The 4.8% rise paced by near doubling of orders in the volatile civilian aircraft sector

By ERIC MORATH

Updated Nov. 23, 2016 9:50 a.m. ET

WASHINGTON—Demand for long-lasting manufactured goods rose in October at the fastest pace in a year, a sign the U.S. factory sector has begun to stabilize.

Orders for durable goods—products designed to last longer than three years, such as trucks, computers and metals—rose 4.8% to a seasonally adjusted $239.4 billion from a month earlier, the Commerce Department said Wednesday. Economists surveyed by The Wall Street Journal expected a 2.7% gain in overall orders.

October’s jump was driven by a near doubling in orders for civilian aircraft, a highly volatile segment, but demand for most other categories increased as well. When excluding orders tied to transportation, demand increased 1%.

September’s overall orders were revised to a 0.4% gain from a previously estimated decline. As a result, orders have increased for four straight months, but are still down slightly through the first ten months of this year, compared with the same period in 2015.

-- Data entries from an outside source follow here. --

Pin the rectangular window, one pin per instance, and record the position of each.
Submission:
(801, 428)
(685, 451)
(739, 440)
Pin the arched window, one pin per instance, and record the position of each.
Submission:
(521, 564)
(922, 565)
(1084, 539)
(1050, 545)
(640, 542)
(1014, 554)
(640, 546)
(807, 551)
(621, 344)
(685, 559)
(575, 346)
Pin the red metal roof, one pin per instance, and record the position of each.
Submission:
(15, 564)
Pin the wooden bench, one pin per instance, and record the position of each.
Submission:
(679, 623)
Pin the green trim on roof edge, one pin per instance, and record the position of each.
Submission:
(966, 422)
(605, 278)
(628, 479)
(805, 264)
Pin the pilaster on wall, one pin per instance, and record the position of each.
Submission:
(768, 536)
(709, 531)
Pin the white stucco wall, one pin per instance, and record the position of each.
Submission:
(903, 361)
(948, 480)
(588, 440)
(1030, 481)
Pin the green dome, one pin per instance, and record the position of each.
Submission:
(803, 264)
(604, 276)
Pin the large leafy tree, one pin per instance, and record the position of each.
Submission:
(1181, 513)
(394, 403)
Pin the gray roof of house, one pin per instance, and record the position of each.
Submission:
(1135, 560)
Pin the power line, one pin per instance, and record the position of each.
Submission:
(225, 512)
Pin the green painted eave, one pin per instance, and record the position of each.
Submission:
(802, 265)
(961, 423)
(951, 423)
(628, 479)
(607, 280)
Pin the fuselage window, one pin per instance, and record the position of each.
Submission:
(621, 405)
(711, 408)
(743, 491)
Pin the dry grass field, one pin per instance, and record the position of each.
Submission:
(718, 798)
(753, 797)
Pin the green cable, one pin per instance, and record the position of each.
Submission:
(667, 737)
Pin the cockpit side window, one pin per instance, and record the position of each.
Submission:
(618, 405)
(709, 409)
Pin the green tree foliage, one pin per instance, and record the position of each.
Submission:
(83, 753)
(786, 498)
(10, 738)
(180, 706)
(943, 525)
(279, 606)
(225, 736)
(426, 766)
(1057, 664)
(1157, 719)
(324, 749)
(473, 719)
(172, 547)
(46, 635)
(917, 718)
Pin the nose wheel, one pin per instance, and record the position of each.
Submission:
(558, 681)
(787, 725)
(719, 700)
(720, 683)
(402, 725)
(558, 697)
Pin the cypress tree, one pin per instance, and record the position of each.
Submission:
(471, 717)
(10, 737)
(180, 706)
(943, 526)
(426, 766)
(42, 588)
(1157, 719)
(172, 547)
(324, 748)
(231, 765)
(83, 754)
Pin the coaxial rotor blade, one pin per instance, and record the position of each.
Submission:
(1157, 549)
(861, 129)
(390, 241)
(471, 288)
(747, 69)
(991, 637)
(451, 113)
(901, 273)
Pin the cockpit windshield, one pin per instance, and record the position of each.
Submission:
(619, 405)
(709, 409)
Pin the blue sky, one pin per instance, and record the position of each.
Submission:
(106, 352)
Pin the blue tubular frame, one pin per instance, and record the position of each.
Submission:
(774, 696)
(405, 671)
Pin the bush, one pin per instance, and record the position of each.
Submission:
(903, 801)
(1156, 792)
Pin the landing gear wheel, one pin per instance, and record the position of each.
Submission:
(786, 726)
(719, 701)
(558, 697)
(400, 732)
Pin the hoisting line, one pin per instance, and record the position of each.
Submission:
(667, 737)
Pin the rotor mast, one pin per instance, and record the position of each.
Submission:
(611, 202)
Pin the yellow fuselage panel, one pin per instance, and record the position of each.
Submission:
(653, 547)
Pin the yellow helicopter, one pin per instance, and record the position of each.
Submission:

“Manufacturing is not booming,” said Ian Shepherdson, chief economist at Pantheon Macroeconomics. “But neither is it sliding into the recession some feared earlier this year. Instead, we expect a gradual pickup in activity.”

Wednesday’s report entirely represents activity that occurred before the presidential election.

Measures of manufacturing activity had been choppy over the past year as a strong dollar caused U.S.-made goods to be more expensive for overseas customers.

But like recent durable-goods orders, other data points to signs of improvement. The Institute for Supply Management’s manufacturing index moved more firmly into expansion territory in October, from September. The Federal Reserve’s measure of manufacturing output rose for the fourth time in five months in October, but the index remains slightly down from a year earlier.

Wednesday’s report showed an important proxy for business investment, nondefense capital goods excluding aircraft, rose 0.4% last month, but it is down 4% through October, compared with the first ten months of last year.

Inconsistent business spending has been one factor constraining growth in gross domestic product to around 2% annually, a lackluster rate compared with other expansions since World War II.

“Business equipment investment looks to be on course for a modest rebound in the fourth quarter,” said Capital Economics economist Andrew Hunter. He said the drag on growth from weaker mining investment and trade appears to be fading.

Orders for machinery, computers and electrical equipment and appliances all increased in October. Orders for motor vehicles and parts declined.

Defense orders fell 3.7% last month. Defense orders fell the last two months after posting strong increases in July and August.

When excluding defense, overall orders rose 5.2%.

Orders for civilian aircraft and parts increased 94.1% in October from September. Boeing Co., the country’s largest aerospace firm, separately reported October orders for jetliners increased to 85 in October from 55 in September. Boeing data isn’t adjusted for seasonality.